Back in the day, those blind to the beauty and utility of native Illinois flora brought buckthorn across the ocean to be used as hedges. They couldn’t foresee that, apart from its historical evolutionary competitors, and with delectable berries to entice our avian friends into gladly sowing successive generations, European buckthorn would wreak havoc in the ancient prairies and woodlands of the New World.

Our particular section of woods that grey March morning was so thick with buckthorn that it was easiest for Jette and the other experienced naturalists to mark the native oaks and woodland shrubs—to tell us what not to cut. If these were going to have any chance of getting the sunlight they needed to reach maturity, the rest (the buckthorn), had to go.

So we went at it—lopping, sawing, and burning. The buckthorn had to be burned so that the seeds would be destroyed. Later, the stumps would be painted with herbicide to prevent them from growing back again. After a while the rain picked up, beaded on the lenses of our glasses, soaked through our clothes, and squished in our boots. Mud was everywhere. We took a short break to talk conservation with Jette over water and snacks, and then returned to burn what remained of our piles and pack up for the day, the mud now almost swallowing our boots with every step.

Back at the church, having ditched our muddy boots and changed into drier clothes, we reflected on our experience over hot slices of well-earned pizza. Though the weather was less than pleasant, we had made a real difference. The front lines of invading buckthorn had been noticeably pushed back; and now, in our little section of woods at least, the natives would again have a chance to thrive and grow up strong.

“A man was going down from Jerusalem to Jericho, and fell into the hands of robbers, who stripped him, beat him, and went away, leaving him half dead…” (Luke 10:25-37). When I finished reading the parable, I asked, “why do you think I chose this text for this morning?”

One rather perceptive youngster ventured a guess: “Because the native trees and plants are like the man who was beaten up? And the buckthorn is like the robbers!”

Jesus told the parable of the Good Samaritan in reply to a lawyer who was seeking a limit to his neighborly obligation. We, like the lawyer, sometimes find ourselves seeking to draw in the circle of our concern, to rationalize our exclusion—because the need is too overwhelming, or the cost of helping is too high. We too find ourselves asking: “And who is my neighbor?” But this parable is always there to reorient us—to say, “sorry, wrong question.”

The youngster was spot on. Our neighbors come in an astonishing array of shapes and sizes. They come with different languages and customs, with skin of all different colors; they come with fur, feathers, and scales; even with bark, roots, and leaves. And in the woods and prairies of Illinois, the buckthorn is certainly reminiscent of the robbers. If we were to dig a little deeper, however, we would find that it is we who are ultimately the robbers.

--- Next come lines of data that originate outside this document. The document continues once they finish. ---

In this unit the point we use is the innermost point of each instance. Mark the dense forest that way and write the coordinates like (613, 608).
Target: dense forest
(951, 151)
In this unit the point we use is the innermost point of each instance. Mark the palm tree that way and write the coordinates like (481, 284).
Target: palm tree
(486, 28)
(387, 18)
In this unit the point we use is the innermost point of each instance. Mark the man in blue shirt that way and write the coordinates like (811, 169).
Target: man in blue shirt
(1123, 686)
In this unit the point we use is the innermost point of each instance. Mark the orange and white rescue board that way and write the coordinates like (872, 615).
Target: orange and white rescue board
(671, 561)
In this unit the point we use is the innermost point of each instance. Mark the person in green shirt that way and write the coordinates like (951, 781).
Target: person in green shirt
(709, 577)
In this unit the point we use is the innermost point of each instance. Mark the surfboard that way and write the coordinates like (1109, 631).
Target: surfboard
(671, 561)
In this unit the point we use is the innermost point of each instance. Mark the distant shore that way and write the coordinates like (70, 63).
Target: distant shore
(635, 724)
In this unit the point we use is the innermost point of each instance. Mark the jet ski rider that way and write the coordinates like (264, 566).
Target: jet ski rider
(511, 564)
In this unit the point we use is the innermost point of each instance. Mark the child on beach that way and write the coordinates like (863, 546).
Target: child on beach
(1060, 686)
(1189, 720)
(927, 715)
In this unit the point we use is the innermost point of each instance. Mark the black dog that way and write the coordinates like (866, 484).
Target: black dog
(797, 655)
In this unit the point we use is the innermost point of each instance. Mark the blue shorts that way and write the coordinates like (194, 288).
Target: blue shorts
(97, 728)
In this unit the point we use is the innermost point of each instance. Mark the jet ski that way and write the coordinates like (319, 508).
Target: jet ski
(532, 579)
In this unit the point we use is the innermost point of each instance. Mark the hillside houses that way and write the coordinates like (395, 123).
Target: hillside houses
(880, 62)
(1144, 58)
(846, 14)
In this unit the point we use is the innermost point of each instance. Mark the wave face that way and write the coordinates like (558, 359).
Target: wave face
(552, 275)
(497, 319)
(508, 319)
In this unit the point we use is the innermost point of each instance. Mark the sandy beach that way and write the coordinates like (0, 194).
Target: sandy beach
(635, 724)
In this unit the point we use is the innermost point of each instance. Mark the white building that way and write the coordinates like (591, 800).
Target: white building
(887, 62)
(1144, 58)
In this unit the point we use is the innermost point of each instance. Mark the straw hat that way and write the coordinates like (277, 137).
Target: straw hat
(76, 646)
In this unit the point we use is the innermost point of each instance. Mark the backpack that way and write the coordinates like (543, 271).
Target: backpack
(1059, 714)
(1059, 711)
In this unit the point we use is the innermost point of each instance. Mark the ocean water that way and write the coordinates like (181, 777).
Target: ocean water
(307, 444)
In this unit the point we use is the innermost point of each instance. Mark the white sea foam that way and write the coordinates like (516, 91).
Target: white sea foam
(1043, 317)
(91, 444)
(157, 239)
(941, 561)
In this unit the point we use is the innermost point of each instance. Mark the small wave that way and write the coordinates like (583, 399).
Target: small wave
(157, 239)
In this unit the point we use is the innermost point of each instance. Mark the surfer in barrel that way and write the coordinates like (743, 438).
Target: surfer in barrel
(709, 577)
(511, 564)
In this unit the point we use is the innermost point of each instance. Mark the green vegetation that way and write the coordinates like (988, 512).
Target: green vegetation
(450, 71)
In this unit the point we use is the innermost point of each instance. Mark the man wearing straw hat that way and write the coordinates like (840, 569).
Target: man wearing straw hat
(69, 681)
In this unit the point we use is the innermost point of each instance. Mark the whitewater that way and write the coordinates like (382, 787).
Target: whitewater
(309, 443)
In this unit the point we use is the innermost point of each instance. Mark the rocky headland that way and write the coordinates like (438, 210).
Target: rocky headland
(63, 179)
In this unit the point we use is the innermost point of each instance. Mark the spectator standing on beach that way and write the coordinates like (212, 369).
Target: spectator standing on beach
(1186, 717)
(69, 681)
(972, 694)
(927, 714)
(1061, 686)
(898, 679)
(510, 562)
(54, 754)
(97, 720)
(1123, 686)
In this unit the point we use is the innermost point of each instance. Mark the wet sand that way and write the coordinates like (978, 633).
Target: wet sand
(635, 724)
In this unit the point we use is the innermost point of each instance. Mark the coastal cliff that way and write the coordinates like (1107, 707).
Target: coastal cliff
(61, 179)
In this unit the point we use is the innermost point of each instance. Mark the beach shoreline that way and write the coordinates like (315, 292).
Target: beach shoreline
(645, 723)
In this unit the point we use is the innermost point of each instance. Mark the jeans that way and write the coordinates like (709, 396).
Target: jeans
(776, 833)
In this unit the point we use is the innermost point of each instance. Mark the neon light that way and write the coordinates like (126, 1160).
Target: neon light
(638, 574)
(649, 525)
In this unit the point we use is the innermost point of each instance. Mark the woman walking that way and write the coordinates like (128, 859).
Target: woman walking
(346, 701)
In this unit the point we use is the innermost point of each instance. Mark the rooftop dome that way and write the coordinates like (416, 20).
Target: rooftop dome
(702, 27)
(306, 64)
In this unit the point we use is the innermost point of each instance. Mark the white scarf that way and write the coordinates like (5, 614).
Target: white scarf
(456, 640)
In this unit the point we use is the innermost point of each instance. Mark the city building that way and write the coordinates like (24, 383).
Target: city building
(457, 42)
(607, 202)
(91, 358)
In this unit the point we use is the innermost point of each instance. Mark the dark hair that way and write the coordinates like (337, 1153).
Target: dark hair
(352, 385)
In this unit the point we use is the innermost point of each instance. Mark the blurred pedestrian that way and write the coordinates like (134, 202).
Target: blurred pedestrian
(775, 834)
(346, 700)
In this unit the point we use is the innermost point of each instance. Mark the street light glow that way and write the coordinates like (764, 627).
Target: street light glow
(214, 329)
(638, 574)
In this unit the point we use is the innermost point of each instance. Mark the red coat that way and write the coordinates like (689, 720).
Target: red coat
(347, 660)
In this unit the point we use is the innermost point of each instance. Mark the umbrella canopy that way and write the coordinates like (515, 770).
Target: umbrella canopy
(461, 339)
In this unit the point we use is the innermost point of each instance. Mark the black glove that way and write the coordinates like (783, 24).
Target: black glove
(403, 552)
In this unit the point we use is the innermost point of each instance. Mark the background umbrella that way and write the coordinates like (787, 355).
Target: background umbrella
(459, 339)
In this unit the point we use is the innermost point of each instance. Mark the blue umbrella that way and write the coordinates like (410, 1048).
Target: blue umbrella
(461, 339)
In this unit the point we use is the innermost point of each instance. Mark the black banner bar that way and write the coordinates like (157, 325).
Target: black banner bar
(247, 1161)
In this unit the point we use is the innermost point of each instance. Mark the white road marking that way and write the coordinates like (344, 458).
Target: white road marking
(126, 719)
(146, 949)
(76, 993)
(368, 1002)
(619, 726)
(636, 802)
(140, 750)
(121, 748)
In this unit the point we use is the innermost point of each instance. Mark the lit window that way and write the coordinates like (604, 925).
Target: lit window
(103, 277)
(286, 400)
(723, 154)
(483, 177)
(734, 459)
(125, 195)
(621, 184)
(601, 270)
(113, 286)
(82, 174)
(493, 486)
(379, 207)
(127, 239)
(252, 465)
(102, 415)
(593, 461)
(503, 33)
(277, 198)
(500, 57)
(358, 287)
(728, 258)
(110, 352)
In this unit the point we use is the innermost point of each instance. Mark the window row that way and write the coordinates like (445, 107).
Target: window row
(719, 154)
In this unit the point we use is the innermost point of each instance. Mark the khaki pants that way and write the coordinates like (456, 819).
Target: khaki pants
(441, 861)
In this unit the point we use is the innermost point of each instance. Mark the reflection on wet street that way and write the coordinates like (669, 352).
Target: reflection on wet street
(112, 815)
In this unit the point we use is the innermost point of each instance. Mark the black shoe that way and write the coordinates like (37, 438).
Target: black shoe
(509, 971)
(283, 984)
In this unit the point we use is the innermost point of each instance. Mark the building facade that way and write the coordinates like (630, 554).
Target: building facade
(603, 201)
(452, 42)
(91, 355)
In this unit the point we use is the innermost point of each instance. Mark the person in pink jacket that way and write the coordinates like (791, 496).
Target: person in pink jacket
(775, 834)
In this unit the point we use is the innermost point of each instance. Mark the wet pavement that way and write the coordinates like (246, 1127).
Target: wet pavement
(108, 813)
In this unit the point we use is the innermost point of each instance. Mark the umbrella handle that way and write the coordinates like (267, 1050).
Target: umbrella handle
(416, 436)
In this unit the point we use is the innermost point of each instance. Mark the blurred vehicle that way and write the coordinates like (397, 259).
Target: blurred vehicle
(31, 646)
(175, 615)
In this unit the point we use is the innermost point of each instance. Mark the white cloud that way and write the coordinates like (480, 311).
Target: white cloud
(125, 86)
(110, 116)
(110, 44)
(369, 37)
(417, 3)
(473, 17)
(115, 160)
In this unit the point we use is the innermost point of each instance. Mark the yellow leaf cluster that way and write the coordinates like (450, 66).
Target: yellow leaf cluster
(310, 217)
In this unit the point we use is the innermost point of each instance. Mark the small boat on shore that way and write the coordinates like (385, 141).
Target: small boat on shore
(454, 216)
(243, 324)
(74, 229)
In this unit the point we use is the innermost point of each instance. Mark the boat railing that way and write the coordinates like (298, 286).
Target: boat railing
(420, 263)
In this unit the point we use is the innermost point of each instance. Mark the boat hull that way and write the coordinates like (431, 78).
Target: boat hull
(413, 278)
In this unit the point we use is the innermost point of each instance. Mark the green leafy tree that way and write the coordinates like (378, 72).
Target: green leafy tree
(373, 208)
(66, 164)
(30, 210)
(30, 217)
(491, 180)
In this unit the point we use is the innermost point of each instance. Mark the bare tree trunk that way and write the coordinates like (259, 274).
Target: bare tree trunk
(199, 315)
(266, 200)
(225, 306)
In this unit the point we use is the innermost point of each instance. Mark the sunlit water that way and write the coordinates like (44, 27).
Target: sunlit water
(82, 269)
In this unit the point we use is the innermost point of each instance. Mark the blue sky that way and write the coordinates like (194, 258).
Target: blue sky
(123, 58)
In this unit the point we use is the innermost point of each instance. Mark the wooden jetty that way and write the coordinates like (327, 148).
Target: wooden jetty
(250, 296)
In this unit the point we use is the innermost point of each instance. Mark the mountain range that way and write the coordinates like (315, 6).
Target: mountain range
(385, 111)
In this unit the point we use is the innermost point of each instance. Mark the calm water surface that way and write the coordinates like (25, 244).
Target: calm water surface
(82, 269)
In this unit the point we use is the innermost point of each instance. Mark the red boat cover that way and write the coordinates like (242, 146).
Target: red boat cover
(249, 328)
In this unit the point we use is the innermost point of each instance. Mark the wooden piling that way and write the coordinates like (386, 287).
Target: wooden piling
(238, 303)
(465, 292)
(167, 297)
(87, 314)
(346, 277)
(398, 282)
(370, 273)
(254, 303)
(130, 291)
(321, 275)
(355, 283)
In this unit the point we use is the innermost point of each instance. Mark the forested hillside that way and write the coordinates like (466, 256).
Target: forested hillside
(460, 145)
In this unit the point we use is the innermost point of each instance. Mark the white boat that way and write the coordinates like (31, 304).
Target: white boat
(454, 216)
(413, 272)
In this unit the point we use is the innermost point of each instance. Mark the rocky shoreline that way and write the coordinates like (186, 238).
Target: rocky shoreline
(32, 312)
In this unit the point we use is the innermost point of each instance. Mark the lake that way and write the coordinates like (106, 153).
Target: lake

In 2015, Pope Francis wrote that “each year sees the disappearance of thousands of plant and animal species which we will never know, which our children will never see, because they have been lost forever. The great majority become extinct for reasons relating to human activity. Because of us, thousands of species will no longer give glory to God by their very existence, nor convey their message to us. We have no such right.”

Our act of service on that dreary morning in Lent might be seen as a spiritual act of repentance. It was a time to turn around and go a different way. Rather than playing the part of the robbers, or of those who pass by on the other side, that morning we braved the rain, and got down in the mud, to see and help our non-human neighbors (and to encounter the God who meets us in them).